Bir bağırış duydum ama ne dediklerini anlayamadım. Beta bana ayağa kalkmamda yardımcı oldu ve ahıra doğru ilerledik. Yarayı hızlıca temizledim ve birkaç sıkı dikiş attım. Dışarı çıktık. Eve doğru yürürken birden Grady'nin kapıdan dışarı fırlatıldığını gördüm, içerideki iki muhafız hemen arkasındaydı. Birkaç dakika sonra amcam annemi kucağında taşıyarak dışarı çıktı. Yüzü tamamen kan içindeydi, dudağı patlamış ve alnından aşağıya kan sızıyordu. Hafifçe inlediğini duyabiliyordum.

Muhafızlar Grady'yi kollarından tutup kaldırdılar. Üçüncü muhafız yüzüne vurmaya başladı. Amcam onlara bir şeyler söyledi, ama o kadar sessizdi ki duyamadım. Sadece başlarını salladılar, Grady'yi kamyonlarından birine attılar ve uzaklaştılar. Amcam başını bana çevirdi ve göz teması kurdu. "Ash, hemen arabaya bin. Anneni doktora götürmem gerekiyor. Sonra ciddi bir konuşma yapacağız." dedi. Arabaya yürüdü ve annemi arka koltuğa yatırdı. Beta bana arabaya kadar topallayarak gitmemde yardımcı oldu ve arka koltuğa bindim, annemin başını kucağıma yavaşça yerleştirdim. Sessizce ağlıyordu.

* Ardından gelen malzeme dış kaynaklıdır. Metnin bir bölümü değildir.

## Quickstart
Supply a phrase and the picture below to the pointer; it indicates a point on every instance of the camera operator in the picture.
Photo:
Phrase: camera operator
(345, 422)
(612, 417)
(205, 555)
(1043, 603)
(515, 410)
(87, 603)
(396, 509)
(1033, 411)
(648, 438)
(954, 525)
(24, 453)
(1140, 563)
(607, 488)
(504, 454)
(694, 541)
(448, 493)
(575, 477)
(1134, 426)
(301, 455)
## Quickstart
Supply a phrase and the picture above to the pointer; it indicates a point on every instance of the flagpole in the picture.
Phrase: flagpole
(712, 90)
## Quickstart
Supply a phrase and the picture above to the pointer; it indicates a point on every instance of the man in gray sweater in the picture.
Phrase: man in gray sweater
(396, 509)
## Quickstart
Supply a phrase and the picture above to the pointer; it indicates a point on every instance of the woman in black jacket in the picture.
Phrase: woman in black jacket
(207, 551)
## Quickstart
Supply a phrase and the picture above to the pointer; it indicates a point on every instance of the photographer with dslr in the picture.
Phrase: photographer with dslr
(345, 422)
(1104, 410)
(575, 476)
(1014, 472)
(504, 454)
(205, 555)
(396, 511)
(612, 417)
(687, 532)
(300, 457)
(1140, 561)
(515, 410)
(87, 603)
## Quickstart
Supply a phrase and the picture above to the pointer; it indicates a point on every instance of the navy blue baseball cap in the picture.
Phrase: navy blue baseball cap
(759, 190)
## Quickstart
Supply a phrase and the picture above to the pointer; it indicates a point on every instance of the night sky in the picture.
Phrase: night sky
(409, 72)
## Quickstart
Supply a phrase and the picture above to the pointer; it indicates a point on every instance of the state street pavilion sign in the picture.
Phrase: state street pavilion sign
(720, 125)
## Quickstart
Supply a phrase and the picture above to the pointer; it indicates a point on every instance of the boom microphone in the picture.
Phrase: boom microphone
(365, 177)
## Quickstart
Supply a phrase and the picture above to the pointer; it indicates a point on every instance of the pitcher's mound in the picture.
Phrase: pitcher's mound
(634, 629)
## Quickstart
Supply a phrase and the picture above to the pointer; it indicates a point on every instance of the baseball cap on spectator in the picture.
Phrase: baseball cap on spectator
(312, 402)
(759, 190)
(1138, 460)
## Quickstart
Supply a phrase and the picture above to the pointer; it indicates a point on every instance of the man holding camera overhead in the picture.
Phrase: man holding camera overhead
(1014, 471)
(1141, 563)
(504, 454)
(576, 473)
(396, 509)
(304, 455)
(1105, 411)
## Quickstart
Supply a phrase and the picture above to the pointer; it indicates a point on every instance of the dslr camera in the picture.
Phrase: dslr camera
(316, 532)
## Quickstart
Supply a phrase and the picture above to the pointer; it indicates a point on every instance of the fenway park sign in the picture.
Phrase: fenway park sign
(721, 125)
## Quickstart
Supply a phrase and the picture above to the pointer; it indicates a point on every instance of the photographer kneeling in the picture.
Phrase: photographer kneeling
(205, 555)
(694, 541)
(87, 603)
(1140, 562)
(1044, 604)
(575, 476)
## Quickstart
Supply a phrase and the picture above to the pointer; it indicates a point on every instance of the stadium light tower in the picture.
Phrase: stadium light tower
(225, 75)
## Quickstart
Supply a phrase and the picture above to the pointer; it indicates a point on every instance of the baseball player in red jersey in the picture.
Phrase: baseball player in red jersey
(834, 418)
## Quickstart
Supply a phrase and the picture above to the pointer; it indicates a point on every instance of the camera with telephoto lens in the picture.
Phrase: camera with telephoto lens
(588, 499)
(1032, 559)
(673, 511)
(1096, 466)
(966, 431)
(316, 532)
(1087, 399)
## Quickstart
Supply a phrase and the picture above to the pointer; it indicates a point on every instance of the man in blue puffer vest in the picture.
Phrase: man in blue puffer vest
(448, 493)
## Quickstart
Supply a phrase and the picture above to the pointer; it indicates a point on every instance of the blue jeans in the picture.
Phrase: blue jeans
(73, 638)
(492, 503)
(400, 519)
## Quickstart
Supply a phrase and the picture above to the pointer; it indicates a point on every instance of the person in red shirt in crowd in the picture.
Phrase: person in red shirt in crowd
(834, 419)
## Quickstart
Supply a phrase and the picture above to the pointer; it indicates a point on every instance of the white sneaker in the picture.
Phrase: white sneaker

İşte böylece Kuzey Kaliforniya'yı ve güzel Kızılçam ormanlarımızı arkamızda bırakarak yola çıktık. İkimiz de hastanede tedavi edildik, sonra amcamın birkaç telefon görüşmesi yaptığı yerde oturduk. Bana, bacağımın durumuyla araba kullanıp kullanamayacağımı sordu. Kullanabilirdim. Sol bacağımdı ve kamyonet otomatikti. Eve döndük, birkaç eşyamızı topladık, atlarımı ve eyerlerimi yükledik ve Montana'ya doğru yola çıktık. Great Falls'un dışında bir yere gidiyorduk. Eğer ikimiz de tamamen sağlıklı olsaydık, bu kolayca iki günlük bir yolculuktu. Ama yaralarımızın iyileşmesi için daha sık durmamız gerekecekti. Seyahat ederken dönüşemeyecektik, bu tehlikeli olabilirdi. Ve dönüşmek en hızlı iyileşme yoluydu.

Montana'da ailemiz olduğunu bile bilmiyordum, ama meğer orada başka bir amcam varmış ve Lone Wolf Stables adlı çiftliğin Alfasıymış. İsim elbette bir örtbastı, insanlar anlamasın diye. Ve gerçekten de bir at çiftliğiydi, bu beni heyecanlandırmıştı. Veterinerleri olacaktım, bu beni çok şaşırtmıştı. Amcamın yaptığı anlaşmanın bir parçasıydı, böylece yeni bir hayata başlayabilecektik. Annemin olanlardan utanmasını istemedi, bu yüzden ona istediği tek şeyi verdi, uzaklara taşınmamıza ve yeniden başlamamıza izin verdi.